Un shooter en milieu scolaire fait polémique avant même son arrivée sur Steam

Développer un jeu ayant pour facette principale de tirer à tout va sur des lycéens est assez discutable d’un point de vue éthique. Le commercialiser quelques semaines après la succession de réelles fusillades ayant eu lieu au sein de campus et lycées américains relève tout autant de la faute de goût que d’un timing résolument bancal.

C’est pourtant ce qu’a prévu de faire Revived Games, en préparant l’arrivée sur Steam d’un titre répondant au nom d’Active Shooter. Il permettra d’incarner, au choix, un membre des brigades d’interventions américaines (SWAT), un étudiant terrorisé au travers d’un mode survie… ou le tireur fou lui-même. Le but sera alors de « massacrer autant de civils que possible » note la BBC à propos du titre, toujours en développement à l’heure où nous rédigeons ces lignes.

Active Shooter, un jeu de tir en milieu scolaire qui s’apprête à faire son entrée sur Steam, s’attire d’ores et déjà les foudres de certaines associations, notamment en Angleterre.

Attendu pour le 6 juin prochain sur la plateforme de téléchargement de Valve, Active Shooter fait – pour des raisons évidentes – face à une levée de bouclier provenant à la fois de certains joueurs et d’associations anti-armes. En tête de liste, la Charity Infer Trust.
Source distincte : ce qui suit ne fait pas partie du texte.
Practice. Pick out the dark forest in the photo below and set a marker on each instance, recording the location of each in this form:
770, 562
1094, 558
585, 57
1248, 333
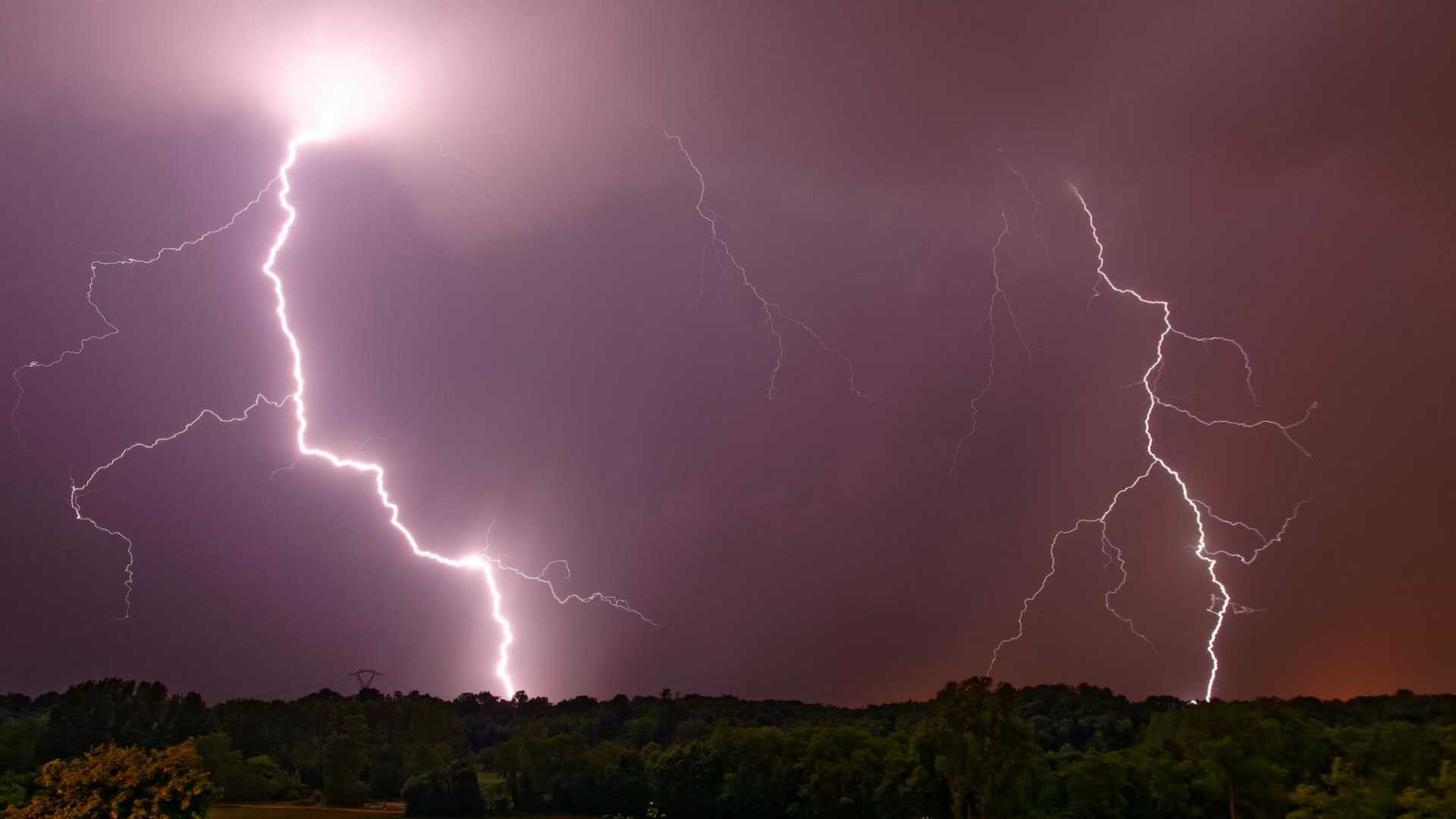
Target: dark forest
976, 749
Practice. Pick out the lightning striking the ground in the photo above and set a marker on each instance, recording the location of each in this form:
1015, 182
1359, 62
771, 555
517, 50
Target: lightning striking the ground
482, 560
772, 311
1222, 602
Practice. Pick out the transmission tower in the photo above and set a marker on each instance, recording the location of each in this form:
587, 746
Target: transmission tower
364, 676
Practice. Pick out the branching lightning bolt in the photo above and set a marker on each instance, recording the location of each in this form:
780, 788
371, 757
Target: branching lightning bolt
1222, 602
989, 321
91, 299
772, 311
482, 560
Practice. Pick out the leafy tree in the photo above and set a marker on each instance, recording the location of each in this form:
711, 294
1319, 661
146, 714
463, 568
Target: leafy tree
452, 790
346, 754
20, 741
1237, 751
1440, 800
123, 783
255, 779
984, 754
1346, 795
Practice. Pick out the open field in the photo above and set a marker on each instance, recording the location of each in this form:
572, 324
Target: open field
296, 812
291, 812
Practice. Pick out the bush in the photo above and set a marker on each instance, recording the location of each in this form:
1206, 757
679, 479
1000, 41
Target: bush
123, 781
452, 790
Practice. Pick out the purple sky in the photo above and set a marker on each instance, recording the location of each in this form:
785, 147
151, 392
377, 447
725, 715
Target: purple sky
492, 292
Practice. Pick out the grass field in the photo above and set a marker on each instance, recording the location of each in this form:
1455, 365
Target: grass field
293, 812
290, 812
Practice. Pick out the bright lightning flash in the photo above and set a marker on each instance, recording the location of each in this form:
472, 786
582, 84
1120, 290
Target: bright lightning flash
346, 95
1222, 604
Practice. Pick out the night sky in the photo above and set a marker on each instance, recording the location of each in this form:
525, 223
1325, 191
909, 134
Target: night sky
506, 297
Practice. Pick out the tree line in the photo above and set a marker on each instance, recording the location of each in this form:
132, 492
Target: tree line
977, 749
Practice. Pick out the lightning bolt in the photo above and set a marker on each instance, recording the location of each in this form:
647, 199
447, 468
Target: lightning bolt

Une association britannique remontée comme jamais par le projet de Revived Games.

Peut-on vraiment jouer à (ou se jouer de) n’importe quoi ?

Bien évidemment ce genre de production relance une nouvelle fois un débat aussi vieux que le jeu vidéo lui-même : peut-on vraiment créer une oeuvre vidéoludique plaçant le joueur dans la peau d’un meurtrier notoire ? Voilà une question qui trouvera probablement des réponses différentes en fonctions des sensibilités de chacun, mais pour la Charity Infer il est évident qu’active Shooter n’a rien à faire sur Steam.

« C’est de très mauvais goût » indique un porte-parole de l’association avant de poursuivre « il y a eu 22 fusillades dans des écoles américaines depuis le début de l’année. C’est ignoble, qui peut penser que c’est une bonne idée de commercialiser quelque chose de violent comme ça, en étant insensible à la mort d’autant d’enfants ? Nous sommes consternés que ce jeu soit [sur le point] d’être commercialisé« .

De leur côté les développeurs du soft se défendent de vouloir créer des vocations de tueurs de masse chez les jeunes les plus fragiles psychologiquement, certes, mais semblent en difficulté lorsqu’il s’agit de plaider efficacement la cause de leur projet. Si le studio n’a pas donné suite aux demandes d’interview de la BBC, il explique mollement sur la page Steam d’Active Shooter : « S’il vous plait, ne prenez rien de tout cela au sérieux. Le jeu n’a pas pour but d’être autre chose qu’une simulation« .

Pas sûr que ces justifications suffisent à convaincre. On rappellera en outre que Revived Games avait fait parler de lui par le passé pour avoir développé des titres en usant de la méthode de l’asset-flipped. Il s’agit en deux mots de créer un jeu en réutilisant au maximum la structure et le moteur graphique de jeux third-party déjà existants. L’idée étant bien sûr de commercialiser un titre ayant nécessité le moins de temps de développement possible.